Gen Y’s Passion Problem

Gen Y’s Passion Problem

By Cal Newport  – Harvard Business Review

 Generation Y, is entering the job market in record numbers, and according to many commentators things are not going well. Earlier this year, a New York Times op-ed called Gen Y  “Generation Why Bother,” noting that we’re “perhaps…too happy at home checking Facebook,” when we could be out aggressively seeking new jobs and helping the economy recover.

To many, the core problem of this generation is that Gen Y is too entitled. Cal Newport argues that the problem is to do more with being misinformed arguing that this generation was raised according to the ethos of  “follow your passion”

This  simple phrase, “follow your passion,” turns out to be surprisingly pernicious.

It implies that you start by identifying a passion and then match this preexisting calling to a job. Because the passion precedes the job, it stands to reason that you should love your work from the very first day. Yet often people’s passion develops slowly,  can be unexpected and complicated. It’s rare, to find someone who loves their career before they’ve become very good at it — expertise generates many different engaging traits, such as respect, impact, autonomy — and the process of becoming good can be frustrating and take years.

The early stages of a fantastic career might not feel fantastic at all, Members of Generation Y often demand a lot from their working life immediately and are often disappointed with their experiences.

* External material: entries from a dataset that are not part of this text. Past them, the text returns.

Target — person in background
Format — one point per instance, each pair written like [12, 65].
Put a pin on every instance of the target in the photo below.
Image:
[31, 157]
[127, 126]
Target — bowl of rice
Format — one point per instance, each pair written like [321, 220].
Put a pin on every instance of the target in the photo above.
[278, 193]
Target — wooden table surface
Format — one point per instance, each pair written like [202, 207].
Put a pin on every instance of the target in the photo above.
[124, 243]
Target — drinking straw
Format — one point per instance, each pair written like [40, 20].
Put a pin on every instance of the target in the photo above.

The tough skill-building phase at the beginning of a person’s career can provide the foundation for a wonderful career, but in this common scenario the “follow your passion” dogma would tell you that this work is not immediately enjoyable and therefore is not your passion.

Steve Jobs, for example, in his oft-cited Stanford Commencement address, told the crowd to not “settle” for anything less than work they loved. Jobs clearly loved building Apple, but as his biographers reveal, he stumbled into this career path at a time when he was more concerned with issues of philosophy and Eastern mysticism.